El 8-4 y sus acompañantes no tuvieron oportunidad de reaccionar ante la emboscada. Testigos describen escenas de caos total, con disparos que resonaron en todo el lugar y obligaron a los asistentes a buscar refugio. Este tipo de ejecuciones selectivas, pero con víctimas colaterales, refleja la crudeza con la que operan los grupos enfrentados. El 8-4, al ser un jefe de plaza clave, probablemente era el blanco principal de la acción.

Antecedentes criminales de El 8-4

El 8-4 no era un desconocido para las autoridades. En 2021 enfrentó cargos por secuestro, pero recuperó su libertad tiempo después. Su nombre saltó nuevamente a la luz pública por su presunta participación en una masacre ocurrida en mayo de 2024. En ese incidente, una familia completa perdió la vida al salir del Centro Hípico Maturana.

Las víctimas fueron Marisela Barrón Sandoval, propietaria del lugar, su pareja Kevin Amalio Hernández y sus dos hijos adolescentes, quienes fallecieron posteriormente en un hospital. Fuentes extraoficiales vinculan directamente a El 8-4 con ese ataque, que generó indignación en toda la región. El 8-4 consolidó así su reputación como uno de los operadores más violentos en Parral.

El rol de El 8-4 en el crimen organizado

El 8-4 operaba como jefe de plaza para una facción conocida como “Los Salgueiro”, ligada al Cártel de Sinaloa. Su influencia abarcaba actividades como extorsión, distribución de sustancias ilícitas y control de rutas en el sur del estado. La presencia de El 8-4 mantenía un clima de tensión constante, con negocios y ciudadanos bajo presión permanente.

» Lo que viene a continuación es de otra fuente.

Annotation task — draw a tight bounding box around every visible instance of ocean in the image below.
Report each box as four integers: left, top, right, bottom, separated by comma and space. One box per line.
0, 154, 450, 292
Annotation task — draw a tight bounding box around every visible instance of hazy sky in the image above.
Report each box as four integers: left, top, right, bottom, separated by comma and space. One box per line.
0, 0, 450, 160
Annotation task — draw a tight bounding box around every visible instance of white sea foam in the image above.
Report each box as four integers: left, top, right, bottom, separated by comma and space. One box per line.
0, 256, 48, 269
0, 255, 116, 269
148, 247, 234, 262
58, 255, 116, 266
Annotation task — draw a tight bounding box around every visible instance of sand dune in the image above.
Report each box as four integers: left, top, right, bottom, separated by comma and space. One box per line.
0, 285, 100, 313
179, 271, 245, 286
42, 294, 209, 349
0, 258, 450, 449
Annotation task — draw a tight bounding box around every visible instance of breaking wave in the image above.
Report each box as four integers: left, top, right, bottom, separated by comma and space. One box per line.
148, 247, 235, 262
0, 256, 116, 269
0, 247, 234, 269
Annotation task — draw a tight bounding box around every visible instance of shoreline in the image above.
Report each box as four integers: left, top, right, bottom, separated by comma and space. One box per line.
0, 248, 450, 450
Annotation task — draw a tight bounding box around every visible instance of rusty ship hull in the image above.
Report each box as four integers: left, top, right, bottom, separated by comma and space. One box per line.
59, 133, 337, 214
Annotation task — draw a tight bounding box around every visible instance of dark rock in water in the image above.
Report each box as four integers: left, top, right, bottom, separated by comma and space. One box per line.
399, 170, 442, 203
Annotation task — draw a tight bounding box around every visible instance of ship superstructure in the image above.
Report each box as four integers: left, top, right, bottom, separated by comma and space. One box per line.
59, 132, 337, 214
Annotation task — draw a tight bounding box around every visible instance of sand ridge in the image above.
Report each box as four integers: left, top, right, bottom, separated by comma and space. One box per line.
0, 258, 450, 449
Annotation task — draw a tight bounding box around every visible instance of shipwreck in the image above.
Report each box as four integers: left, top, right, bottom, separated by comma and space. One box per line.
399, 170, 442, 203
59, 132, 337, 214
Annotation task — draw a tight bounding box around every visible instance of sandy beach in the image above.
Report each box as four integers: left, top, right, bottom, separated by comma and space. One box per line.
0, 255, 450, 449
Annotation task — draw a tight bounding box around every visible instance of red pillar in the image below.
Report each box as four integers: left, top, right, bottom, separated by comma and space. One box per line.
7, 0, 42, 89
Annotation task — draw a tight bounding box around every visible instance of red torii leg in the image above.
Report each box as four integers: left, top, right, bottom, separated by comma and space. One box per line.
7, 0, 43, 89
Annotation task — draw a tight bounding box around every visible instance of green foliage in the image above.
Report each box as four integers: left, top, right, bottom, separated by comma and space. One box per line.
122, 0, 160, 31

Repercusiones de la caída de El 8-4

La ejecución de El 8-4 ha desatado temores de una respuesta violenta por parte de su grupo. Parral vive horas de incertidumbre, con presencia reforzada de fuerzas de seguridad, aunque la población sabe que estos eventos suelen desencadenar ciclos de venganza. La disputa territorial entre el Cártel de Juárez, a través de “La Línea”, y remanentes de Sinaloa se intensifica con la muerte de figuras como El 8-4.

Este tipo de enfrentamientos deja no solo muertos, sino comunidades enteras en estado de alerta. Negocios cierran temprano, eventos se cancelan y las calles se vacían al caer la noche. La eliminación de El 8-4 no garantiza paz, sino que abre la puerta a nuevos líderes dispuestos a imponer su control con la misma brutalidad.

Informes preliminares de la Policía Estatal, filtrados a medios locales, fueron los primeros en señalar la identidad de El 8-4 entre las víctimas. Posteriormente, publicaciones como las de El Diario de Chihuahua detallaron los antecedentes del occiso y el contexto del ataque.

La Fiscalía General del Estado confirmó el número de fallecidos, aunque evitó mencionar nombres específicos en comunicados iniciales. Versiones periodísticas de El Heraldo de Chihuahua y otros portales regionales coincidieron en identificar a El 8-4 como objetivo central del atentado.

Medios digitales y redes sociales difundieron rápidamente imágenes y datos extraoficiales que permitieron reconstruir el perfil criminal de El 8-4 y su relación con hechos previos de alto impacto en la zona.